# Contact lenses on the flightline.



## belka (12 May 2006)

I searched and the topics were more towards field training with the army.

I finish my AVN QL3's in Borden in June and head off to Cold Lake (my first choice). I would like to know what are the rules concerning those with contact lenses that work on the flight line and around aircraft in general. Would I be allowed to wear them while working? I know that I heard someone say that fumes might be a problem, but I've never had any problems with contacts for the past 5 years that I've wore them. I feel like I can perform my taskings with more confidence and not have to worry about losing my glasses or having them fog-up. Plus, the ability to wear sunglasses in the white-out/bright conditions in Cold Lake would benefit. Should I address this to my supervisor when I get there and would this be a major problem if I wore them?

Thanks.


----------



## beenthere (13 May 2006)

I can't give you a definite answer but I was issued with contacts several years ago. I was aircrew. I didn't like them so I only wore them a few times.
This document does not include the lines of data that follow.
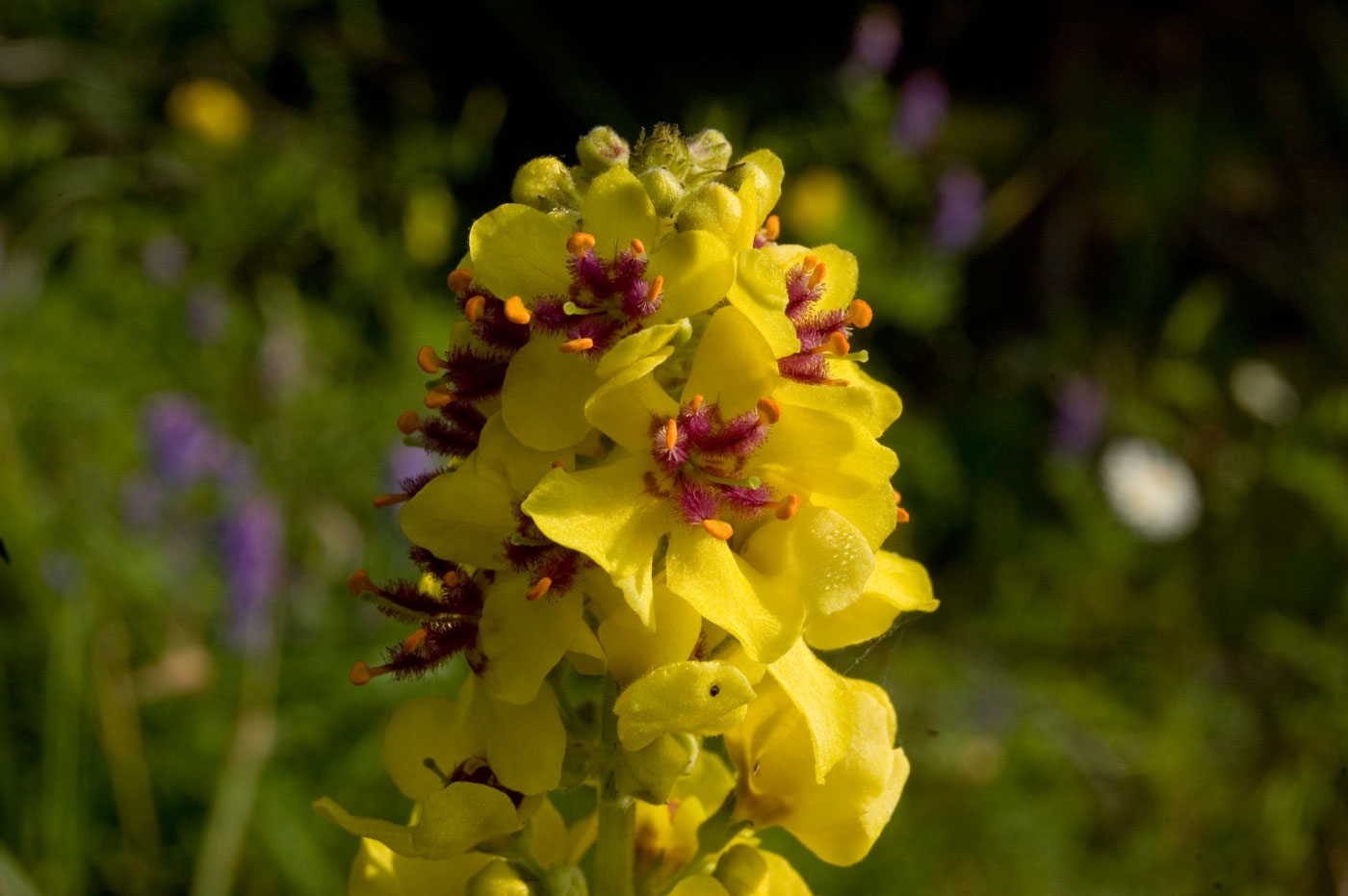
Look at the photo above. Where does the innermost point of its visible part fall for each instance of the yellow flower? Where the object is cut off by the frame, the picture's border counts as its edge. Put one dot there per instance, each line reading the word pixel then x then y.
pixel 583 293
pixel 725 448
pixel 816 755
pixel 211 110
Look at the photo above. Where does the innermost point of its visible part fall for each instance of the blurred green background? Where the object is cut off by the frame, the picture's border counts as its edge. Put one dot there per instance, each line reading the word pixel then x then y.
pixel 1107 252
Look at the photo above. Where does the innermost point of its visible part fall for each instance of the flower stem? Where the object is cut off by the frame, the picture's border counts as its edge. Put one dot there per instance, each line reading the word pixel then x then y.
pixel 616 812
Also I've found that glasses have given me protection from all kinds of eye dangers over the years. 
Check with your supervisor for the latest info when you report to Cold Lake.


----------



## cp140tech (13 May 2006)

Definitely ask once you hit the ground in Cold Lake, it seems like everybody has their own subset of rules.  I don't think it would be a big deal, they might not even have a definite answer for you right away.  The only thing I can see popping up is in the event that you get fuel, hydraulic fluid or who knows what else in your eyes.  It can be tough to get the lenses out of your eyes, or the material in the lenses may break down, depending on what you've been splashed with.  I know you're supposed to be wearing eye protection, but it happens.


----------



## childs56 (13 May 2006)

I am will say a definate no. If you get hydraulic fluid in your eyes while wearing contact lenses then kiss your eyes good bye. They will have a permanent lense attatched. 
What unit are you comming to in Cold Lake?


----------



## chrisf (13 May 2006)

I don't know if they're issued to the boys in pretty powder blue or not, but the ballistic eye wear are available in perscription lenses, with both clear and shaded lenses... with the added bonus of stopping any debris...

On top of the dangers presented from wearing contacts, could you imagine the FOD dangers? I mean, what if a contact lenses fell out while you were fumbling with the covered buttons on your combats?


----------



## belka (14 May 2006)

CTD said:
			
		

> I am will say a definate no. If you get hydraulic fluid in your eyes while wearing contact lenses then kiss your eyes good bye. They will have a permanent lense attatched.
> What unit are you comming to in Cold Lake?



441/409.

Whenever I work underneath the aircraft or with hydraulic fluid, I always wear goggles.

I've never had a contact lense fall out while wearing them for the past 5 years, that includes playing Junior hockey with full contact.

There seems to be mixed answers, I will definately ask when I get to my unit. Still, I was offered contact lenses instead of glasses when in basic, so I would think they would be allowed.


----------



## mav68ca (15 May 2006)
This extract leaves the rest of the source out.